Chaque année, la FFSA, le GEMA et l'Observatoire de l'évolution des métiers de l'assurance publient un rapport faisant l'état des lieux de la mixité et de la diversité dans les sociétés d'assurances. Il a pour but d'informer et de suivre l'évolution de cette problématique dans la branche mais aussi de recenser les bonnes pratiques en la matière mises en œuvre par les entreprises. A l'honneur cette année : l'égalité professionnelle hommes/femmes.
Communiqué de presse. Le rapport complet
Un secteur qui se féminise
La féminisation du secteur de l'assurance se confirme à travers deux indicateurs complémentaires : un taux de 58,9 % des femmes dans les effectifs globaux et un taux de 57,5 % de femmes parmi les nouveaux entrants dans le secteur.

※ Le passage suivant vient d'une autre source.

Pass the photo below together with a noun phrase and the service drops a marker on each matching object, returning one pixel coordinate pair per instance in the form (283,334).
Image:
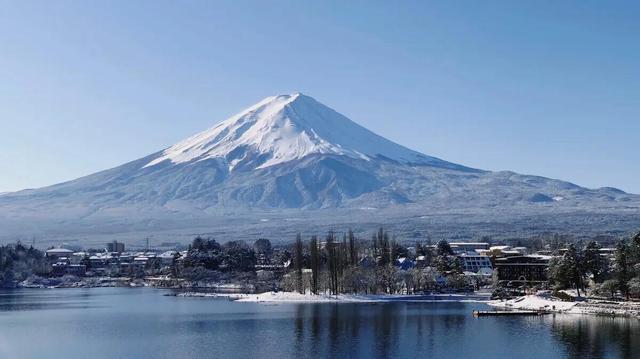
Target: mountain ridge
(292,152)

De plus, notons l'évolution significative de la part des femmes dans la famille « direction » : avec une hausse de 1,5 point, il s'agit de la famille de métier ayant enregistré la plus forte progression en terme de féminisation en un an. La progression de la place des femmes parmi les cadres se poursuit également, de façon constante quoique légèrement moins marquée qu'en 2008 (+ 0,6 point contre + 1,1 point en 2008).

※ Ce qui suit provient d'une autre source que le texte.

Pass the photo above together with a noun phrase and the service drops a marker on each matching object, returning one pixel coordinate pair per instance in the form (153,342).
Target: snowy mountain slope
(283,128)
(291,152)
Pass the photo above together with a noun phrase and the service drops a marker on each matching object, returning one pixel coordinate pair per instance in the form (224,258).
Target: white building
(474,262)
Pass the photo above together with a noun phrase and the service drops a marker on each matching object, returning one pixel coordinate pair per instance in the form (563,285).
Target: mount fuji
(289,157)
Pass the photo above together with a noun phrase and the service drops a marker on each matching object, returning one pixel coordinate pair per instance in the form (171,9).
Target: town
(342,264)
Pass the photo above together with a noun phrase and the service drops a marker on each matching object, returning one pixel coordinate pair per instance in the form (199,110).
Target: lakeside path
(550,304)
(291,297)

Des disparités salariales qui s'estompent
Les rémunérations des hommes et des femmes du personnel administratif sont différentes suivant les classes et le statut. En 2009, chez les non cadres, le salaire médian des femmes s'élève à 27,3 K€ et le salaire médian des hommes s'établit à 27,7 K€, soit un écart de + 1,5 % en faveur des hommes. Pour les cadres, le salaire médian des femmes est de 42,2 K€ et celui des hommes de 47,6 K€, soit un écart de 12,8 % en faveur des hommes.

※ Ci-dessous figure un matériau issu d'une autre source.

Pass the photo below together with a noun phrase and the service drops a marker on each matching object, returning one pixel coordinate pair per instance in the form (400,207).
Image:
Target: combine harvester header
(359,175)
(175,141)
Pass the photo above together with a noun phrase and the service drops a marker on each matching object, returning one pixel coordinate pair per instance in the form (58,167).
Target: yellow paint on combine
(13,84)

Un écart dans l'accès aux formations de plus en plus mince
En 2009, 69,4 % des femmes, tous niveaux confondus, sont allées en formation pour une durée moyenne de 37,8 h. Ce taux d'accès reste légèrement inférieur à celui des hommes qui se situe à 73,1 % pour une durée moyenne de 43,4 h.
On observe toutefois que l'écart dans l'accès aux formations amorce une diminution au regard des indicateurs de 2008.
La profession s'engage
Afin d'assurer une évolution professionnelle égale entre les femmes et les hommes, les mesures prises par les sociétés d'assurances se sont concentrées sur trois points : le recrutement, la formation professionnelle continue et l'accès aux postes à responsabilité.
La conciliation de la vie privée et de la vie professionnelle, qui passe par la prise en compte de la parentalité, est également un point primordial. A ce titre, de nombreuses mesures existent visant à organiser le départ du/de la salarié(e) en congé maternité/paternité, à maintenir les liens avec l'entreprise et à favoriser son retour.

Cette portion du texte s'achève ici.